Ce dossier était piloté simultanément par l’agence américaine pour l’environnement (EPA) et Environnement et Changement climatique Canada mais des délais judiciaires aux États-Unis ont stoppé son avancement.

Si le Canada avait fait cavalier seul en allant de l’avant, cela aurait fait en sorte que les normes canadiennes auraient été en vigueur avant celles des États-Unis, forçant les fabricants de remorques d’ici à produire des véhicules dont la conformité n’aurait pas été assurée au sud de la frontière.

Il a ainsi été décidé qu’un délai supplémentaire, jusqu’au 27 mai 2020, s’appliquerait chez nous également.
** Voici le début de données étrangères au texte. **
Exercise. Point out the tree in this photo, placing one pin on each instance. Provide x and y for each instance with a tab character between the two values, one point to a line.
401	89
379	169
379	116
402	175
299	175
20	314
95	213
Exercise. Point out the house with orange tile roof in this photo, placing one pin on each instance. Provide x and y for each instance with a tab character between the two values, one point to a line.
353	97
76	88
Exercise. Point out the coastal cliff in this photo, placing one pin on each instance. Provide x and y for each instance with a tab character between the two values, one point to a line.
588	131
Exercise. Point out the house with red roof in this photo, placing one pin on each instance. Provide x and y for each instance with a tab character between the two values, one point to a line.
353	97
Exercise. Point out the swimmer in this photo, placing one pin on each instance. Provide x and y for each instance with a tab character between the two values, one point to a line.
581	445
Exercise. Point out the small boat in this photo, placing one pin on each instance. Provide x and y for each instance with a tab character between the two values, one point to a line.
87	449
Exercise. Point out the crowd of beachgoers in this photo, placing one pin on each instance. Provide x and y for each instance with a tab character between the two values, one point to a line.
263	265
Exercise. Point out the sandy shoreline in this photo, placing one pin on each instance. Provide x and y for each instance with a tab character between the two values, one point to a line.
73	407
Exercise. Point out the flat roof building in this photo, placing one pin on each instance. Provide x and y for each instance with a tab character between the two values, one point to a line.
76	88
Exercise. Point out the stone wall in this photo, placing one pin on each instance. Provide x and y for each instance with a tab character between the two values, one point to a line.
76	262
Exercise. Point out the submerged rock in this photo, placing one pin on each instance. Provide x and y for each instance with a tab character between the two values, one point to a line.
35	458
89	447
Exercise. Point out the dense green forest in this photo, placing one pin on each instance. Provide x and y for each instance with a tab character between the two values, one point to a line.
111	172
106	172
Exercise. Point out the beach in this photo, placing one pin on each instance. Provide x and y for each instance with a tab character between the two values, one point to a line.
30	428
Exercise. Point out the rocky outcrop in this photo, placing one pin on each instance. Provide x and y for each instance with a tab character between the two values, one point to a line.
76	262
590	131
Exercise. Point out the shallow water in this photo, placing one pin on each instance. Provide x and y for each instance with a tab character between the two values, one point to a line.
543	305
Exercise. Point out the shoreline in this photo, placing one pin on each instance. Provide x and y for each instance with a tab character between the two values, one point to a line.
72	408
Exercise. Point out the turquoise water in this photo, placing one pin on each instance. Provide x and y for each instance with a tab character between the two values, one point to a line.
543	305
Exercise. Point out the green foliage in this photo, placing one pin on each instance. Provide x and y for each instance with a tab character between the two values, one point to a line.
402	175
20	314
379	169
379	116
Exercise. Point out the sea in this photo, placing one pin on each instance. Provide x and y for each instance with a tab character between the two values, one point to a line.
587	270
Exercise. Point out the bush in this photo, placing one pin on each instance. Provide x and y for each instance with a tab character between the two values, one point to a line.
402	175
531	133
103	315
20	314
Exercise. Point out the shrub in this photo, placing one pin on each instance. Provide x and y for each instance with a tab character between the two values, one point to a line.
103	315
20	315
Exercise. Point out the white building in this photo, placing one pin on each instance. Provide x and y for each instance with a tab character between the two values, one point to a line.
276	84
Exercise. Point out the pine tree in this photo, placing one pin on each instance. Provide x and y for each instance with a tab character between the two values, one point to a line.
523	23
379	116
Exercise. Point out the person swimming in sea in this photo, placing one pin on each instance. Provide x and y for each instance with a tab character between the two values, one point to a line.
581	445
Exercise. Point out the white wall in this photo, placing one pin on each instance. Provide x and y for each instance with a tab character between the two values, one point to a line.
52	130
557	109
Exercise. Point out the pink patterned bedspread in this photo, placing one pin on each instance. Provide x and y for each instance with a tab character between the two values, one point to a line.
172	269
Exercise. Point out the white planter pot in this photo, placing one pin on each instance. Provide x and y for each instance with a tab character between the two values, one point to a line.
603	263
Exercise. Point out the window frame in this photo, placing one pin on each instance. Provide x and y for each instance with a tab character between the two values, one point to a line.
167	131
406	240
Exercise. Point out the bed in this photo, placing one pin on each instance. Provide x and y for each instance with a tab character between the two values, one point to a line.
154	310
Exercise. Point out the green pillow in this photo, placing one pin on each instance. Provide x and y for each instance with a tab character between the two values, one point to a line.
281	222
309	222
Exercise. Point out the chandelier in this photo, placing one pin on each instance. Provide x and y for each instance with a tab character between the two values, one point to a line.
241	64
L’Alliance canadienne du camionnage (ACC), par la voix de son président Stephen Laskowski, a dit soutenir l’initiative visant à réduire l’empreinte carbone des remorques attelées à nos camions mais, du même souffle, estimer logique que le gouvernement canadien prenne le temps d’analyser les impacts potentiels de réglementations différentes au Canada et aux États-Unis avant de légiférer.

Des coûts pour les transporteurs

En entrevue à Transport Routier, le président et chef de la direction du fabricant de remorques Manac, Charles Dutil, croit lui aussi que cette pause était nécessaire pour des raisons d’harmonisation et de saine concurrence entre transporteurs canadiens et américains. « Il y a une logique à la coordination des efforts entre les différents ministères qui touchent aux transports et à l’environnement au Canada et aux États-Unis », dit-il.
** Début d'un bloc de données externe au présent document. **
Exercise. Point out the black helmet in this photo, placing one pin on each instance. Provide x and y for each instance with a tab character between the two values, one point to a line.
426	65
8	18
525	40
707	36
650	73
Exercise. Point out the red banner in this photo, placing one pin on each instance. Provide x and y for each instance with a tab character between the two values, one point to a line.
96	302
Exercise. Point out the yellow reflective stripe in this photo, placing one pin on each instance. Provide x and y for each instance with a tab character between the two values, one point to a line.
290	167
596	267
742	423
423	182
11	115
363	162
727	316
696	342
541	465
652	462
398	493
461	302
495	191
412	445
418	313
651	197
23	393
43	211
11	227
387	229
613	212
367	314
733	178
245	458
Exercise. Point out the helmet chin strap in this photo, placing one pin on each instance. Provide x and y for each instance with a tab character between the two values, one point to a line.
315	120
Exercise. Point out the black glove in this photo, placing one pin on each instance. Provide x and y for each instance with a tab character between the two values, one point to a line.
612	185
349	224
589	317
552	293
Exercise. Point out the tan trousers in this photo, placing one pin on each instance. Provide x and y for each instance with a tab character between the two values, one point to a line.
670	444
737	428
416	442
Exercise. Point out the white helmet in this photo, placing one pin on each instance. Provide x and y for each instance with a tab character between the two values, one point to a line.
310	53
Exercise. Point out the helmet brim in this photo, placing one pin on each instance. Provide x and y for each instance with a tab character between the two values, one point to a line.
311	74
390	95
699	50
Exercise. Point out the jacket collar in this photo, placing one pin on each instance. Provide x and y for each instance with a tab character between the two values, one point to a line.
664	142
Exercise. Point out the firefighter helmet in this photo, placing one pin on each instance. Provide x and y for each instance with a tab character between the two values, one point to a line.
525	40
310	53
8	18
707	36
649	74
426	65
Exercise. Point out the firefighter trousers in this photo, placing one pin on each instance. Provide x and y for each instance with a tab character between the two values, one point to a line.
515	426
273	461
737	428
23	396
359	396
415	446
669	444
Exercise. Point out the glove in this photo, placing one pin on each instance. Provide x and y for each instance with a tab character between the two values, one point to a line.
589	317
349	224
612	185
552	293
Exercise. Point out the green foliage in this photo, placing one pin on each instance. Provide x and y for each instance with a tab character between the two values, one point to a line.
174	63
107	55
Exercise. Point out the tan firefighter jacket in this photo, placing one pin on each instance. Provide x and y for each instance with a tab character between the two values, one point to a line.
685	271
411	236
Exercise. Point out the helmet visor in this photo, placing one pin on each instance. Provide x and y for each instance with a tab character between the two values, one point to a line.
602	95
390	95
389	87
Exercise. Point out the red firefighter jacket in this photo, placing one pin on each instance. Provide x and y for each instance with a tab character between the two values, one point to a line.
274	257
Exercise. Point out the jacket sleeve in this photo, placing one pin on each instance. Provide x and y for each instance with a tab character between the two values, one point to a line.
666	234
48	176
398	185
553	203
Bien sûr l’entreprise québécoise vise elle aussi un avenir plus sain pour la planète, mais elle devra faire accepter à sa clientèle de nouvelles contraintes de prix et de charge utile lorsque la réglementation sur les GES attribuables aux remorques entrera en vigueur. « Quand les réglementations évoluent dans ce sens, normalement il y a de l’ajout de quelques livres et de quelques dollars par unité », précise M. Dutil.

La loi, quelle que soit sa forme définitive, devra toutefois être respectée par l’ensemble des fabricants de remorques même si ce sera un peu plus tard que prévu. « On bâtit en respect des réglementations, selon les demandes de nos clients », assure le président de Manac.
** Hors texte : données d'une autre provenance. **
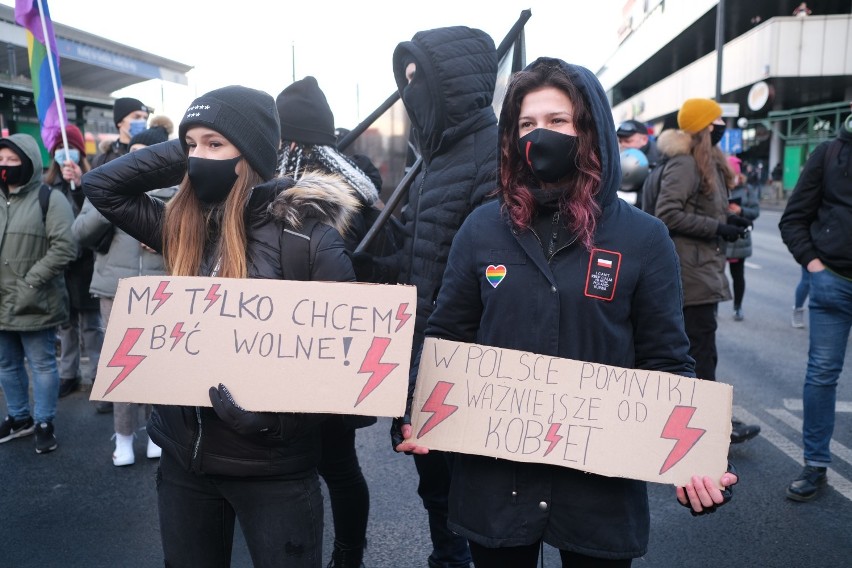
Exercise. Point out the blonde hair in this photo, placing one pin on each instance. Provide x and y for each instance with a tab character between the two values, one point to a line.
187	228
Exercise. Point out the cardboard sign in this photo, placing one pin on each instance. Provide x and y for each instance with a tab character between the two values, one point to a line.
278	345
646	425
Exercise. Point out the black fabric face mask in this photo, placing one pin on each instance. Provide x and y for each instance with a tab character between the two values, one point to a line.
11	175
212	180
717	133
550	155
418	102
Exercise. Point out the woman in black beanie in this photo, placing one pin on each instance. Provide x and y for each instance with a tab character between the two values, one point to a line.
224	463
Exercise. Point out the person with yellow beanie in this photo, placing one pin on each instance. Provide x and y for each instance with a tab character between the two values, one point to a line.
693	203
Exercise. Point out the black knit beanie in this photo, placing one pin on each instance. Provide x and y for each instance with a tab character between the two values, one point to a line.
246	117
124	106
305	115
Sur le plan de l’assemblage, la transition se fera sans trop de heurts estime M. Dutil, rappelant qu’une bonne majorité des unités livrées par Manac sont déjà équipées de jupes latérales ou autres appendices aérodynamiques parce que beaucoup d’acheteurs y voient un avantage en matière de consommation de carburant. « Les transporteurs n’attendent pas à la dernière minute pour dire “On va ajouter des choses” quand il y a une logique à le faire », dit-il.

Ce qui changera en mai prochain, ce sera le caractère volontaire de ces ajouts. « Nous allons devoir imposer l’équipement aux clients », explique M. Dutil, selon qui certains clients n’auraient pas opté d’eux-mêmes pour des caractéristiques telles que des déflecteurs d’air ou des pneus à faible résistance au roulement.